La Unión Europea ha hecho obligatorio el etiquetado de contenido generado o manipulado por inteligencia artificial desde el 2 de agosto, como parte de su Ley de IA. Esta medida busca proteger la democracia y la veracidad de la información en línea. Sin embargo, la industria ya expresa dudas sobre su aplicación y la probabilidad de que los usuarios ignoren estas etiquetas, especialmente dadas las excepciones contempladas en la normativa.
En 2023 ya se discutía el desafío que representaban los deepfakes, y la Unión Europea propuso que todo contenido artificial llevara una etiqueta obligatoria. Esa disposición ha entrado en vigor desde el 2 de agosto. No obstante, existe la preocupación de que, a estas alturas, pocos le presten atención.

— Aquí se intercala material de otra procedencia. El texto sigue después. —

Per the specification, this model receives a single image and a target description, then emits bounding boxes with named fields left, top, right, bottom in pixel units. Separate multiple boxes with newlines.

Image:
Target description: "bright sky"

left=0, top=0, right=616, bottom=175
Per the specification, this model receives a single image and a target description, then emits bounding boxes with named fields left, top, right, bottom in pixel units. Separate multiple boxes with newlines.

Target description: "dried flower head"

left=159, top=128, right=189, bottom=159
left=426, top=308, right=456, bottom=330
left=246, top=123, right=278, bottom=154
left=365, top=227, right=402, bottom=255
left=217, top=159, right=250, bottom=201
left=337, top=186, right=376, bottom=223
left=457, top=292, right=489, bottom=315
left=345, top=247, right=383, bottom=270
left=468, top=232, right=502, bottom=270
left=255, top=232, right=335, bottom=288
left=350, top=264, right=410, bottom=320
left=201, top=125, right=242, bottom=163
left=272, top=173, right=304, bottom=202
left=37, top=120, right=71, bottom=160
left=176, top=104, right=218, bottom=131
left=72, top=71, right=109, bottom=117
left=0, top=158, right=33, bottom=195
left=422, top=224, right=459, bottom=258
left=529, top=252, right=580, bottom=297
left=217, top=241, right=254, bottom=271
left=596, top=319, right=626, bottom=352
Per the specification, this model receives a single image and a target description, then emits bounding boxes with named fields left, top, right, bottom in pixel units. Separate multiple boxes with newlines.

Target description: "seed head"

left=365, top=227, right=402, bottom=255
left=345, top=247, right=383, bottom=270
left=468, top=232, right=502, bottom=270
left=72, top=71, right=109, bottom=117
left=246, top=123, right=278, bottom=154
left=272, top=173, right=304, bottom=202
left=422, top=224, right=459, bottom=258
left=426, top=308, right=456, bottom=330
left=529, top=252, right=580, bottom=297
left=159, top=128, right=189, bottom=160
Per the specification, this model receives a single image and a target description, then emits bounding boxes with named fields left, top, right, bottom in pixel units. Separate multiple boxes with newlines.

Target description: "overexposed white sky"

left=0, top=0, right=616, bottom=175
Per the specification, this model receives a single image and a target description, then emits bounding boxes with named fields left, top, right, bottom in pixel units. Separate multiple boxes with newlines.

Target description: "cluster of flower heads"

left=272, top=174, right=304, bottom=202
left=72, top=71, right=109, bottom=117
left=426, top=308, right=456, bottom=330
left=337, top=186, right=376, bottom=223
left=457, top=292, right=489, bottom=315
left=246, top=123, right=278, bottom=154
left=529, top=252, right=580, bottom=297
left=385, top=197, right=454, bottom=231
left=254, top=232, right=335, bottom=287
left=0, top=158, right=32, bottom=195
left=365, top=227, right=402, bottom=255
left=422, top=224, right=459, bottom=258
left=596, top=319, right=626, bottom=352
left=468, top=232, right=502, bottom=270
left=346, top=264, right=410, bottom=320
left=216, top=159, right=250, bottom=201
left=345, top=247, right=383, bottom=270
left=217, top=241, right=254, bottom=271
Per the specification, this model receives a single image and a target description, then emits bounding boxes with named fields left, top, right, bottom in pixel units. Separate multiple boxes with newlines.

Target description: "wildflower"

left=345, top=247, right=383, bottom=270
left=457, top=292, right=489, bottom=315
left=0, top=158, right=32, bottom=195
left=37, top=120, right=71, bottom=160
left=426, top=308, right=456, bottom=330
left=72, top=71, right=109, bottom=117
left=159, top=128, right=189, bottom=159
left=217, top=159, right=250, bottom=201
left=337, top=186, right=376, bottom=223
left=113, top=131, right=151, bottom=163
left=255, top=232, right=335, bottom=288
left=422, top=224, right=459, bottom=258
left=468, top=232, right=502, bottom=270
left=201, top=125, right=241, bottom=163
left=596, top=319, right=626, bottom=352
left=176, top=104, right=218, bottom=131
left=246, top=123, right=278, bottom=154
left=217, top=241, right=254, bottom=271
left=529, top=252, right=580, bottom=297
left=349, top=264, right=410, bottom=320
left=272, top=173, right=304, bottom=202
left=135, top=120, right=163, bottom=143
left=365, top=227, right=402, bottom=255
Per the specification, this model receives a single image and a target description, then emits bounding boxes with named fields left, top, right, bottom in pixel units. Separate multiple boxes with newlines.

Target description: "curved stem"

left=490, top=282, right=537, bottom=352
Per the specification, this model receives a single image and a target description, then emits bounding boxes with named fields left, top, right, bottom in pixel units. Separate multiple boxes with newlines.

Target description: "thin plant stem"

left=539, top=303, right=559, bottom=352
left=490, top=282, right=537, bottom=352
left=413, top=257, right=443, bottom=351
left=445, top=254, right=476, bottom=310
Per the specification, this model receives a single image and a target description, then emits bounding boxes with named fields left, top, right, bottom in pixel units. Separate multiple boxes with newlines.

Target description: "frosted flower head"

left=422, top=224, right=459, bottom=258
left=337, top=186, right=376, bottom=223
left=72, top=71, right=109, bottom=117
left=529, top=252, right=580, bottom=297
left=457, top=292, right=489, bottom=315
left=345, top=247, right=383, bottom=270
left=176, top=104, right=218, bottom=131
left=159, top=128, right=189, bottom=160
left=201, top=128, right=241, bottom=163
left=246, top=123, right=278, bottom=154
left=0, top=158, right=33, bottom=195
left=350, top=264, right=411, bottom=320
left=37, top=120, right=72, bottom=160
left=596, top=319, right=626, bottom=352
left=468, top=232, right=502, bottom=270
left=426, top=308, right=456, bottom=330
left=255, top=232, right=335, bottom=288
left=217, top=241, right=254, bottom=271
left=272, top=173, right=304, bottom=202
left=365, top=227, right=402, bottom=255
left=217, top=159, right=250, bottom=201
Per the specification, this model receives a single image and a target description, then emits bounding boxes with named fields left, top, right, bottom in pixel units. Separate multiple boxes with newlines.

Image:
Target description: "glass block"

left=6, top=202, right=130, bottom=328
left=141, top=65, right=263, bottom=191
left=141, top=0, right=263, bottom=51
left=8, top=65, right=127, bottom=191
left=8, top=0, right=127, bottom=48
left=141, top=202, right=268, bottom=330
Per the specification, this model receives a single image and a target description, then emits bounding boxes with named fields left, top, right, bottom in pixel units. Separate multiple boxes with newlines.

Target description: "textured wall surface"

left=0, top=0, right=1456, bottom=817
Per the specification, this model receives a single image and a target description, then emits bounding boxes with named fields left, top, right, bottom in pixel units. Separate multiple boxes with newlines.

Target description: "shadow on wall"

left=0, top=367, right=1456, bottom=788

La normativa sobre el etiquetado de contenido generado con IA se enmarca en la Ley de IA de la Unión Europea, específicamente en el artículo 50, que establece las obligaciones de transparencia para los proveedores. La ley estipula que cualquier contenido (imagen, vídeo, audio o texto) generado o manipulado por IA y diseñado para parecer auténtico, debe ser claramente identificado. Esto implica dos requisitos: una etiqueta visible que cualquier persona pueda percibir a simple vista y una marca técnica incrustada en el archivo para verificar su origen artificial, incluso si la etiqueta visible es eliminada. La Comisión ha diseñado iconos en blanco y negro de uso libre, aunque las empresas pueden crear los suyos propios siempre que cumplan la misma función. También se aplica a los chatbots: si se interactúa con una IA, esta debe informarlo antes de que la conversación continúe bajo la suposición de que hay una persona al otro lado. En declaraciones a The Guardian, el eurodiputado Sergey Lagodinsky ha manifestado que "No se trata solo de proteger al consumidor, sino también de proteger la democracia. Hacer transparente esta información es fundamental para preservar nuestra democracia y la veracidad de los hechos en internet".
La obligación recae sobre cualquier empresa que implemente sistemas de IA generativa en el mercado europeo, independientemente de su ubicación. A partir del 2 de agosto, todos los nuevos sistemas de IA comercializados en la Unión Europea deben incorporar este etiquetado visible en su contenido. Para los sistemas ya existentes en el mercado, se concede un plazo de cuatro meses para cumplir con la obligación, lo que explica si algunas etiquetas aún no son visibles.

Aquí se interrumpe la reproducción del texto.